Spitzenwerte bei Patientenumfragen

Voll des Lobes über den engagierten Verein war auch der ehemalige Landrat Georg Grabner. Er hat die Freunde der Kreisklinik über 17 Jahre in seiner Eigenschaft als Vorsitzender des Beirats begleitet, welcher aus Mitgliedern der Politik, Kirche und Medizin besteht. Diese Aufgabe übernimmt nun sein Nachfolger, Landrat Bernhard Kern. »Sie sind auch echte Freunde der Kreisklinik, Sie haben mitgeholfen, dass die Kreisklinik das ist, was sie heute ist«, attestierte Georg Grabner dem rührigen Verein.

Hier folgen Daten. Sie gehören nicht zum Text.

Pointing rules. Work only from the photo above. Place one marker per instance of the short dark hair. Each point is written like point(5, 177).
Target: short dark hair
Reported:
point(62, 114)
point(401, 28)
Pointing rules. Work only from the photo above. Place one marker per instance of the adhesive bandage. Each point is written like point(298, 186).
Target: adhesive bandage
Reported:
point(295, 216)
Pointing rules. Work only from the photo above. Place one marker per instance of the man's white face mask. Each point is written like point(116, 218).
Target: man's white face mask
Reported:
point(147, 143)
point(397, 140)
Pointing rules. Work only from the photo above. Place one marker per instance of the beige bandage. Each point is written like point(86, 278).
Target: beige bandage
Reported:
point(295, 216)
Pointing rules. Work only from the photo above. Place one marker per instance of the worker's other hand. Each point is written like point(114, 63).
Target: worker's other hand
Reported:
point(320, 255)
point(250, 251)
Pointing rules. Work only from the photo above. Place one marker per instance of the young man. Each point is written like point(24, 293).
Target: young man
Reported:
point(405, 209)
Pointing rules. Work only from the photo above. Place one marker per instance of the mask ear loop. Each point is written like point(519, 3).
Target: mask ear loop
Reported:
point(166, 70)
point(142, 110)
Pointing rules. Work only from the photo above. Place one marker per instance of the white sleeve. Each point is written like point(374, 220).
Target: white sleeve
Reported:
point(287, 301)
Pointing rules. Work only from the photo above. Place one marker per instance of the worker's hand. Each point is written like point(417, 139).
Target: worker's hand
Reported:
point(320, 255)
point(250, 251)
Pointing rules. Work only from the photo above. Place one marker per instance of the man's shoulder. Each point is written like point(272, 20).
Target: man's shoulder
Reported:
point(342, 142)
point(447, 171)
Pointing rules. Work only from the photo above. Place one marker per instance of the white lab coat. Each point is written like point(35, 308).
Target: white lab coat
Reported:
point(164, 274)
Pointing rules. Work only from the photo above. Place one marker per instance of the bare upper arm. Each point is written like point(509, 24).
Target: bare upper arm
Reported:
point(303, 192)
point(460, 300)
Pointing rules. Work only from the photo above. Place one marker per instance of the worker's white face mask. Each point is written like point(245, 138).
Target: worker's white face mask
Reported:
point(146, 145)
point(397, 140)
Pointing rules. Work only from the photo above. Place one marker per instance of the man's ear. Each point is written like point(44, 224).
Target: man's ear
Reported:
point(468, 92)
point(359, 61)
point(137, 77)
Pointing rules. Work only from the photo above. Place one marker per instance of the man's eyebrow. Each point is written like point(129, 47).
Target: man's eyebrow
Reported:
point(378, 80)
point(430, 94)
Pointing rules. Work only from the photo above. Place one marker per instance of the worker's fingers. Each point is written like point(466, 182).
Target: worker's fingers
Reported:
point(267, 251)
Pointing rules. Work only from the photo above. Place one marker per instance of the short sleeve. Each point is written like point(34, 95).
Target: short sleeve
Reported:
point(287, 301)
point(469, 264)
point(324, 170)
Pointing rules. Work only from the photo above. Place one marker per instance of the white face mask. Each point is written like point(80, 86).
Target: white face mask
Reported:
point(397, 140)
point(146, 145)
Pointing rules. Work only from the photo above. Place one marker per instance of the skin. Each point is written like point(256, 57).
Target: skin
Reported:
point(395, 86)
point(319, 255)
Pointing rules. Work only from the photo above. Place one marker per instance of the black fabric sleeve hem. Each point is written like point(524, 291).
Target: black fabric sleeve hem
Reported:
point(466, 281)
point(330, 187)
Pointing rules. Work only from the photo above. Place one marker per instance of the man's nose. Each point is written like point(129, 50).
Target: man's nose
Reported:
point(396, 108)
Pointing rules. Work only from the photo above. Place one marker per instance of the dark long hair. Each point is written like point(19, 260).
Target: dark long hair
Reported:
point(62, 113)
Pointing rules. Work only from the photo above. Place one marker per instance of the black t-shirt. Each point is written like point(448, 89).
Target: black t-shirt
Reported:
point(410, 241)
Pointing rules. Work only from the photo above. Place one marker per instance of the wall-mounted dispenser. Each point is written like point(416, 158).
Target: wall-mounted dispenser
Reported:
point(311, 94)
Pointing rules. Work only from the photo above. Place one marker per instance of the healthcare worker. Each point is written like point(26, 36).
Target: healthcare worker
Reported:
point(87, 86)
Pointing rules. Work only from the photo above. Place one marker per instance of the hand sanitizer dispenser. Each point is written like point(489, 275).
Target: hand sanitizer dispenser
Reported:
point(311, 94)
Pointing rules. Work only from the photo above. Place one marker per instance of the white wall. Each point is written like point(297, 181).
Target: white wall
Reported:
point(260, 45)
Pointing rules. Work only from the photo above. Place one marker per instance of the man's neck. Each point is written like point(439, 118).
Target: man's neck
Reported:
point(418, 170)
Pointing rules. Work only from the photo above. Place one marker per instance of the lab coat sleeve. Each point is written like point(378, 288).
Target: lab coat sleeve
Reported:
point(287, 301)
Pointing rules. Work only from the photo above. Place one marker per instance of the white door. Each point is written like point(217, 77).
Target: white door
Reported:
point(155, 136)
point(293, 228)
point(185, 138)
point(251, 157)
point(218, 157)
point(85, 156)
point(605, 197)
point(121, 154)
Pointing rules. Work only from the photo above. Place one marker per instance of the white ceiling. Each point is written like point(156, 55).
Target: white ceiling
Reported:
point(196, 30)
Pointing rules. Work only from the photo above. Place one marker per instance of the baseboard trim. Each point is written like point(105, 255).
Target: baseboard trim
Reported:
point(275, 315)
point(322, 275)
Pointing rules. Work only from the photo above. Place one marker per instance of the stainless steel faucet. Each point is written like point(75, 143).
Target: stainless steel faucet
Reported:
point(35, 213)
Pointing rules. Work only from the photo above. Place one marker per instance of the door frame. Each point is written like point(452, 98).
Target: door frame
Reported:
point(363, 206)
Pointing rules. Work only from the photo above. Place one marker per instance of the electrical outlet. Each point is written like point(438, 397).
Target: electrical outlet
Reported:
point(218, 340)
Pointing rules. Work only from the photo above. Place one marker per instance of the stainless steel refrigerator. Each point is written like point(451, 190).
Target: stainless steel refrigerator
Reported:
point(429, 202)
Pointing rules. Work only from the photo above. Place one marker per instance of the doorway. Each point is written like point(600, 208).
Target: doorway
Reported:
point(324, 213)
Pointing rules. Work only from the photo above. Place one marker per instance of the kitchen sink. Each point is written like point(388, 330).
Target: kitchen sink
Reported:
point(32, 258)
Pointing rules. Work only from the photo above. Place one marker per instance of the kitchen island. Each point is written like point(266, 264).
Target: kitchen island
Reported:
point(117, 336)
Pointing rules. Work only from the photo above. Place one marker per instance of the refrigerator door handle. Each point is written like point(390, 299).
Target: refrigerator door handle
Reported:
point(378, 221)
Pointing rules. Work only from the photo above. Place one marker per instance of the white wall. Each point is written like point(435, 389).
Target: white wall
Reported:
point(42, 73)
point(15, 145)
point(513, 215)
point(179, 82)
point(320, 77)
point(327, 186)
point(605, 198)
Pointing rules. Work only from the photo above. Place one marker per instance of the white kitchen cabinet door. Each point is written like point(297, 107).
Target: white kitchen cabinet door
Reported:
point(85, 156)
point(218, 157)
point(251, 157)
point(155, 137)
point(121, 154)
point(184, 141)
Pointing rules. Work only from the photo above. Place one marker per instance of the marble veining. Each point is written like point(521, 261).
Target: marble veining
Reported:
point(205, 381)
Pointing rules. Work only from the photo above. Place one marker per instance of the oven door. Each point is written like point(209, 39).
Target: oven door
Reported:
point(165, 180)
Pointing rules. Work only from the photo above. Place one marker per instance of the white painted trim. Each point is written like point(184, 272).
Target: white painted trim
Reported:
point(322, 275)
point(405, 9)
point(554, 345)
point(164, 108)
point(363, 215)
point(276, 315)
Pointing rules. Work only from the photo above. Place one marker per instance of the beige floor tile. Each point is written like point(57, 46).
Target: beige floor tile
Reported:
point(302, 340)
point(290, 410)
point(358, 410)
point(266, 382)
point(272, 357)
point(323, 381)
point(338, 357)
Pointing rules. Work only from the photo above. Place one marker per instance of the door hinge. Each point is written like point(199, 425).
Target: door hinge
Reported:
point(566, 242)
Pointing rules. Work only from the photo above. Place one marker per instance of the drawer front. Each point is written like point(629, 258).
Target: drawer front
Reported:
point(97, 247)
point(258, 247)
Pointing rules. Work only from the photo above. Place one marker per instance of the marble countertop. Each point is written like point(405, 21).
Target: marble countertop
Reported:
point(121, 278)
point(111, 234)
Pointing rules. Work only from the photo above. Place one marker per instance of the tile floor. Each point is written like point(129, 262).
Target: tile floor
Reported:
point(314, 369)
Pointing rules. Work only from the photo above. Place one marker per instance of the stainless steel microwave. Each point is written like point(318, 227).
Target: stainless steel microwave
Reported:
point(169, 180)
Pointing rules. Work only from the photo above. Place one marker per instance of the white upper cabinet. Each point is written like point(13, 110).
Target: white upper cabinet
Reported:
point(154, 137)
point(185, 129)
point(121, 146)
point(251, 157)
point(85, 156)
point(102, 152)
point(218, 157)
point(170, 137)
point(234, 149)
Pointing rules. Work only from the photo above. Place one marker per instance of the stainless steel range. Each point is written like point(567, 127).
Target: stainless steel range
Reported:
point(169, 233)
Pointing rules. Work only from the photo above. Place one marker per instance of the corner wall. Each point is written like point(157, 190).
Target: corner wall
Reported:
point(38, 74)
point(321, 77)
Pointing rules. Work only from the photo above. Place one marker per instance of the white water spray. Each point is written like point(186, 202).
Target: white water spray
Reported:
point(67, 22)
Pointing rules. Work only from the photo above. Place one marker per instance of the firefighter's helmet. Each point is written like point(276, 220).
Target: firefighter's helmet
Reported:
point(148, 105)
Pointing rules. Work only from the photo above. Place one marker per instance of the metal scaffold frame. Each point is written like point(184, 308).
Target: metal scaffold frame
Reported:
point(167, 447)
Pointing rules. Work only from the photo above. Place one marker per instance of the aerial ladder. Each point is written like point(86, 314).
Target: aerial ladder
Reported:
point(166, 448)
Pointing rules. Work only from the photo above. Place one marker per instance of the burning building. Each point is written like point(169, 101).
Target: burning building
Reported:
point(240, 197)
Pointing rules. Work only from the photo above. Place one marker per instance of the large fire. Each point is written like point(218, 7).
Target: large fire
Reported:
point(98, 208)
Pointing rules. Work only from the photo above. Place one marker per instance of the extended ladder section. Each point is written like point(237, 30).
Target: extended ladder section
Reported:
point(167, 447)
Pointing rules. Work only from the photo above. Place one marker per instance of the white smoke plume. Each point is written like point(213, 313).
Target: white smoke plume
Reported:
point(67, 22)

»Ich bin heute mehr denn je überzeugt, dass es richtig war, die Kliniken in kommunaler Trägerschaft zu erhalten«, bezog sich der Ex-Landrat auf die Fusion der Kliniken des Landkreises Berchtesgadener Land GmbH mit der Kreiskliniken Traunstein-Trostberg GmbH vor zehn Jahren. »Das Krankenhaus erzielt bei Patientenumfragen Spitzenwerte«, wusste Georg Grabner. »Schaut auf dieses Haus, es ist es wert«, schloss er sein Grußwort, verbunden mit einer herzlichen Gratulation zum 20-jährigen Vereinsjubiläum und den besten Wünschen für den alten und neuen Vorstand. Landrat Bernhard Kern nannte die Kreisklinik anschließend »ein Juwel«. Er habe »höchsten Respekt, dass es so gut funktioniert« und freue sich auf die Zusammenarbeit, »auch mit dem Verein«.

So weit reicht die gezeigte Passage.